Best Practices of a Bygone Era

I highly recommend you read a previous post on this site before reading this one. Even if you have read it before, please re-read it to have context for what I am talking about without me having to repeat large swaths of that piece.

The set of expectations concerning women's work and the roles women are supposed to play are rooted in a past where birth control was mostly not a thing, people tended towards large families whether they wanted them or not and often wanted them because it was shockingly common for children to die, food needed to be prepared from scratch every day because there weren't refrigerators and ready-to-eat foods at grocery stores, etc.

It is a set of expectations necessary for the survival of the species in the face of conditions that do not currently exist.

Modern women are much more likely to have access to birth control and to limit family size. At one time, most women spent their entire adult lives, often beginning in their teens, having children and raising them, in part because average life expectancy was lower than it is today.

Today, if you have two kids in your twenties, odds are high you will live at least another twenty or thirty years after they are grown adults. It no longer makes sense to expect women to play the role they played at one time, but far too many of us remain prisoners of a set of expectations that de facto frequently turns women into servants and chattel property these days.

This goes bad places for both women and men. It skews their expectations for what a heterosexual relationship is all about and makes men having a master-slave relationship to their women "sexy" in the eyes of far too many people. (Thus the popularity of the Gor series among other things, in my opinion.)

I don't believe it was like that back when people routinely had ten or twelve kids. Both men and women felt burdened by the responsibilities involved in providing for and raising the kids. I don't think women were seen as "servants" to their men in the same way they so often seem to be seen these days.

If you are a young mom still raising kids and fortunate to be married, I suggest you further your education, view hobbies and volunteer work as a means to develop your career aspirations and take your career dreams seriously, even though they are likely currently on the back burner. And I've written about that previously.

If you are an older woman whose kids are grown or maybe you never had kids but still find yourself married to a man with a serious career while your primary role in life is supporting his career, everything I have read and heard indicates that you are very likely to outlive him and after he dies you will likely be plunged into poverty. Cooperating with the expectation that you are supposed to merely serve him and his career because he makes the big bucks probably boils down to cutting your own throat.

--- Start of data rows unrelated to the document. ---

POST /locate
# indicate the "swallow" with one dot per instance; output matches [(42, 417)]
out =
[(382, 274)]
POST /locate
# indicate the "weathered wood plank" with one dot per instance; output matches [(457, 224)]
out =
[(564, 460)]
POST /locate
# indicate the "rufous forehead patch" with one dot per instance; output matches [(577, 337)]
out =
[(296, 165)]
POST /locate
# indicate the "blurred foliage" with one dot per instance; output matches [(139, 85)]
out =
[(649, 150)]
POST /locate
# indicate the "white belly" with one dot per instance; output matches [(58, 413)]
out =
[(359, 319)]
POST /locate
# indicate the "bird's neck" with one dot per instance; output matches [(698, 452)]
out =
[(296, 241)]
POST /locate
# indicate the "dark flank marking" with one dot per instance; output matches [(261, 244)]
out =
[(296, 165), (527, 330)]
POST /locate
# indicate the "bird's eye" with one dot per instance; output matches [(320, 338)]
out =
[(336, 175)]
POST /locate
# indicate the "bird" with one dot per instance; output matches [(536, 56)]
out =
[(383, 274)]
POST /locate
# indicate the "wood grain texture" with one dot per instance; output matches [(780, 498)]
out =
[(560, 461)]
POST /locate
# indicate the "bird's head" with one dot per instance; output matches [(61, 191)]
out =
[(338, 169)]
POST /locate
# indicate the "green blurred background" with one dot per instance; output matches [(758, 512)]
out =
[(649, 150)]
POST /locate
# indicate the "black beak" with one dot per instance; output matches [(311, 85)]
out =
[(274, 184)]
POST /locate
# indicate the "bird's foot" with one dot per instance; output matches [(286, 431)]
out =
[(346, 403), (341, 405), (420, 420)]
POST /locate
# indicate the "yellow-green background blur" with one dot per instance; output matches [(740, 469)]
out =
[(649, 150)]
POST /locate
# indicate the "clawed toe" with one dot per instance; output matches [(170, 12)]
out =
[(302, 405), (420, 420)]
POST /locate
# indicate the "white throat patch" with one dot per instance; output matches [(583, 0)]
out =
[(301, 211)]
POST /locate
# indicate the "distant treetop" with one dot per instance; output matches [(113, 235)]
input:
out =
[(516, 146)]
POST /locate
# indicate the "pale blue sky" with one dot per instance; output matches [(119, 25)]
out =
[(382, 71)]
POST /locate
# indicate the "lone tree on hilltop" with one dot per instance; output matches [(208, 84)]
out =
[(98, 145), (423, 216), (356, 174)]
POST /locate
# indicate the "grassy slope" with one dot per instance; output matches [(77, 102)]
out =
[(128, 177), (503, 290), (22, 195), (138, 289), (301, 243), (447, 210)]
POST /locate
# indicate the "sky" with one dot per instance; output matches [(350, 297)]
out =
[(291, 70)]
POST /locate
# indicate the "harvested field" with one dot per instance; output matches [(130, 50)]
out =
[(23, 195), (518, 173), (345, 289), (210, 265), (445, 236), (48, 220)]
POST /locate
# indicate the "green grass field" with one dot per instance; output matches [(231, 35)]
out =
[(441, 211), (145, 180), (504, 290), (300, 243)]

The last time I checked statistics on such things -- and it's been a while, so these stats are likely a tad out of date but probably not so out of date as to be irrelevant -- most poor people in the US were women and their children AND most of those women were solidly middle class until one of the following three things happened:
  • They got pregnant (presumably out of wedlock).
  • They got divorced.
  • Their husband died.
Last I checked, when someone is burying their spouse, 90 percent of the time it is a woman burying her husband. I assume that stat is out of date now, if only because now we have same sex marriage, BUT that stat was true for heterosexual relationships in part because men were, on average, 4.5 years older than their female partner and she would, on average, live six years longer than him (if I recall correctly), meaning that a woman was likely to outlive her spouse by at least ten years.

Odds are good that hasn't changed a whole heckuva lot.

For White American women, it is perhaps even grimmer in some ways. A silver lining of the oppression and racism experienced by Blacks in the US is that Black women are much more likely to work even while the kids are little -- their men usually cannot afford to support a wife and kids on one salary -- and this fact means Black American women tend to have much more say in the family finances, thus much more experience managing the finances to some degree instead of it being something they are oblivious to which their well-heeled spouse takes care of.

I highly recommend that if you are some "privileged" (probably White) woman living a cushy life currently that you don't rest on your laurels and assume that you have it made in the shade. You probably don't.

Odds are good that after he dies, your income will drop substantially and even if there is life insurance and assets -- say you own two homes and they are even paid off -- you will not be able to afford the lifestyle to which you have become accustomed. In fact, you may find yourself struggling to survive.

His high income is essential to maintain those two homes, even if they are both paid off. There are still carrying costs, such as utilities, taxes and maintenance, and if you have to sell one on short notice to keep the other, you likely will get less for it than you think you will.

While he is still alive, you would do well to do the following things:
  • Take an interest in the family finances and begin getting a financial education.
  • Establish some kind of earned income, even if only very small and very part-time. (It is much easier to suddenly grow an established income if he dies, thereby freeing up some of your time, than to establish one to begin with.)
  • Learn your legal rights and figure out what your finances are likely to look like in case of his death or in case of divorce.
Also, don't run around being a classist bitch to "the little people." If your well-paid man dies, that is likely to come back to bite you in the ass in a big way when you suddenly find yourself less well-off and in need of employment, information, favors, etc.